復活のイエスと知らないままに

チア・シード

ヨハネ21:1-8   


ヨハネによる福音書21章は、明らかに後付された別編集です。ほかにもこの福音書は、編集されいわば乱れた順序になっているという話ですが、たとえそうであっても内容を否定するのはもったいないことです。このエピソードによると、七人ほどの弟子たちが漁の仕事をしています。網を捨ててイエスに従った者がまた元の仕事に戻っているという寂しさです。
 
主イエスが刑死したためにがっかりした、というのならまだ分かります。しかし、その後復活の主に会って喜んだはずで、ご丁寧にここでは「その後」と記されています。イエスの業を受け継ぐような発想はここにはありません。あるいはとりあえず生計を立てるために働いたとでもいうのか、いずれにしても理由はよく分かりません。
 
かつてペトロがイエスと出会い、魚が捕れたときのデジャヴのような出来事です。ルカ5章の記事をヨハネが知っていて書いたのか、知らずして類似資料から記録するようになったのか、そんなことは私たちには分かりません。しかしここは復活の顕現です。ルカ伝のエマオ途上でもそうでしたが、ヨハネ伝のマリアといい、この弟子たちといい、復活のイエスにとんと気づかないのはどうしてなのでしょう。
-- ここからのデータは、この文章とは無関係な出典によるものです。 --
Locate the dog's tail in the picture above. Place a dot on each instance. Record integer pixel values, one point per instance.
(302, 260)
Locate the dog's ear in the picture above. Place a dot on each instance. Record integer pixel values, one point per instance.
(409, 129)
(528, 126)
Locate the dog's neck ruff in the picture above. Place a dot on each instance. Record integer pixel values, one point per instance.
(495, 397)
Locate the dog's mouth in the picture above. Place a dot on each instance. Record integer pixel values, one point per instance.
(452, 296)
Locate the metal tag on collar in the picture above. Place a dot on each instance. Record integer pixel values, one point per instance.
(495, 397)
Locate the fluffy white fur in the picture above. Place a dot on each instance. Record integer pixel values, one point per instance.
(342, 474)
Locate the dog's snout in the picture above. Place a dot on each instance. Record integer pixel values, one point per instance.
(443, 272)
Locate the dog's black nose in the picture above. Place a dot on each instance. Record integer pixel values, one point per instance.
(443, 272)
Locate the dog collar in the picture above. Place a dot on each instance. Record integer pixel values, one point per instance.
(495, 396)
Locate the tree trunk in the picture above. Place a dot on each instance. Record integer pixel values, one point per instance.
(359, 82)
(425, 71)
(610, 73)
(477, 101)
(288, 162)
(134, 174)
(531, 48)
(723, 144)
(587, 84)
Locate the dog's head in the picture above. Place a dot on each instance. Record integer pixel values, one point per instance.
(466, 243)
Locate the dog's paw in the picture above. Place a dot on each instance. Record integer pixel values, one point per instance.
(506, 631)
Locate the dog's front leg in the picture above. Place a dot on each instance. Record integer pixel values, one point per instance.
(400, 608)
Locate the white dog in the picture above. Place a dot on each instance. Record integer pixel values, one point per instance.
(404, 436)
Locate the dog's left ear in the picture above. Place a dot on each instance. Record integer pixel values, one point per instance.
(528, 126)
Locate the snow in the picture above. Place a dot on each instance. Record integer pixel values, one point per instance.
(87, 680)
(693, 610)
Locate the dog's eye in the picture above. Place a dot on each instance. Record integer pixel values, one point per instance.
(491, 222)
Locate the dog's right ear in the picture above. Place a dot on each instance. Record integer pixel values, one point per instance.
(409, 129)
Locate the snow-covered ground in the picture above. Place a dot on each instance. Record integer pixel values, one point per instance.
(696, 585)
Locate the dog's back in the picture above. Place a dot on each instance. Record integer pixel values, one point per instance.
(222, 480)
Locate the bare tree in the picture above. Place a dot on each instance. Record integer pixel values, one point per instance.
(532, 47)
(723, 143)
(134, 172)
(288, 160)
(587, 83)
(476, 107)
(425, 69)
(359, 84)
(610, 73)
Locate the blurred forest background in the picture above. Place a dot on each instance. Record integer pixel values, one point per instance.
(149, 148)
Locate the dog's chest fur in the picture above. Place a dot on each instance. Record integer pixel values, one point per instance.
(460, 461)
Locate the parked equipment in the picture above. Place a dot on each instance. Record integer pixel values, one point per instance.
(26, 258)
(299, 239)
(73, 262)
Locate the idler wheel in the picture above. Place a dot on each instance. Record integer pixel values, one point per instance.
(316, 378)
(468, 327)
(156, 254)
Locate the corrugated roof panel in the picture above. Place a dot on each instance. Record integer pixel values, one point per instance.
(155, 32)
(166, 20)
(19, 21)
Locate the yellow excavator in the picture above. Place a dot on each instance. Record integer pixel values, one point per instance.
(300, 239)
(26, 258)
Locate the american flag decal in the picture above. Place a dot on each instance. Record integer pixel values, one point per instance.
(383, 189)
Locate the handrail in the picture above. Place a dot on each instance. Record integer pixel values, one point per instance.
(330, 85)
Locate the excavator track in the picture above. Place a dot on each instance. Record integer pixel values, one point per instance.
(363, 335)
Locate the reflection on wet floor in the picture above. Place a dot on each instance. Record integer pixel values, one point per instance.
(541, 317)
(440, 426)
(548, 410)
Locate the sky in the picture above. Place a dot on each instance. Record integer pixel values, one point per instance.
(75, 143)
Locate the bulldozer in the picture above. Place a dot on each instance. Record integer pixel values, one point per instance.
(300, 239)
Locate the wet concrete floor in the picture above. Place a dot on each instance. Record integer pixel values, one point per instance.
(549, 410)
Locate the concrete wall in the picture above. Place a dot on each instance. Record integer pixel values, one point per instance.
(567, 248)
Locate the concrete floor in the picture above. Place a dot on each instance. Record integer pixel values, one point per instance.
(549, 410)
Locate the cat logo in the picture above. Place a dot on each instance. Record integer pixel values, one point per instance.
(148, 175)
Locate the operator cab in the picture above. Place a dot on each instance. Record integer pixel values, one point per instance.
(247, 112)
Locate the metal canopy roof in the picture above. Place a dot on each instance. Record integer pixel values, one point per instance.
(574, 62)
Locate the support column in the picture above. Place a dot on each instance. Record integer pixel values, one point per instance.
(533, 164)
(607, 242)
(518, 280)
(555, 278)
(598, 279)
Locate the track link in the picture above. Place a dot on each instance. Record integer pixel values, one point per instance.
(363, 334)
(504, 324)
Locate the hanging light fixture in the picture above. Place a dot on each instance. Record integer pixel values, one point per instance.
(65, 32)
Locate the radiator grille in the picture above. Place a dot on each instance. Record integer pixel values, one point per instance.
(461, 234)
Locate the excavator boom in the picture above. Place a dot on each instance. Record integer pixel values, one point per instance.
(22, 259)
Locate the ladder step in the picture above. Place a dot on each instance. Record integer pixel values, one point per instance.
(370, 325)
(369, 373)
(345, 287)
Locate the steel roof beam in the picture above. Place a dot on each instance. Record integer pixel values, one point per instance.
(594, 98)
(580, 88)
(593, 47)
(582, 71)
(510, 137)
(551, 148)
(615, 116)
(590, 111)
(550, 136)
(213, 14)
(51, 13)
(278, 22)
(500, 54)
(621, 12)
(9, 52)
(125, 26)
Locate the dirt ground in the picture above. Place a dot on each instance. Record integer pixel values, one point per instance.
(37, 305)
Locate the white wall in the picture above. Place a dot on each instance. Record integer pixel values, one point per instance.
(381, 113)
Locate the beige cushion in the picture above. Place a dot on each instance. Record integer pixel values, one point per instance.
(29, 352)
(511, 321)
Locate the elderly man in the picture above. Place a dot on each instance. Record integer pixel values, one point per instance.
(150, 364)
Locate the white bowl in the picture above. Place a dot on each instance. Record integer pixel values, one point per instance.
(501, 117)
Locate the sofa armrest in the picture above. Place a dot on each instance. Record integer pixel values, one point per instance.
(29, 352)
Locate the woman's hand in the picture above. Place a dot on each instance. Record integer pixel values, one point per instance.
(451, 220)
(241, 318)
不思議です。
 
眼の前にイエスがいるのに、そのイエスの顔貌を知っているはずなのに、それがイエスだと分からないのです。いえ、私たちも、もしかすると日々これを経験しているのではないでしょうか。トルストイのあの靴屋のようにイエスだと分からずに接していることが、きっとあるのです。私たちも、実はそれがイエスだとは気づいていないのです。
 
言われるままに網を下ろして夥しい魚が捕れたのを見て、愛する弟子が主であることに気づきます。何かのきっかけで、突然主だと分かります。ペトロはまるで裸でいたかのようですが、フランシスコ会訳は作業服ないし仕事着なのだろうと理解し、思い切った訳にしています。岩波訳も、この点を注釈に入れています。
 
上着をまとうというよりは、たくし上げるような仕草ではなかったかと推測している訳なのです。筆の勢いのしたことでもあり、表現上も分かりづらいように思います。黙示録も含め、ヨハネのグループでは文書がさかんに書き加えられたり、他人の手が入っていたりするため、解釈のほうも難しくなっています
 
イエスの言葉は、「そうすればとれる」というものでした。このとき、まだ誰もそれがイエスであるとは気づいていません。まだそれがイエスだと分からない刻に、これは告げられていました。ここにいた弟子たちは、イエスの言葉だから従った、というわけではないのです。私たちの真面目な生き方は、きっとそのまま役立てられることでしょう。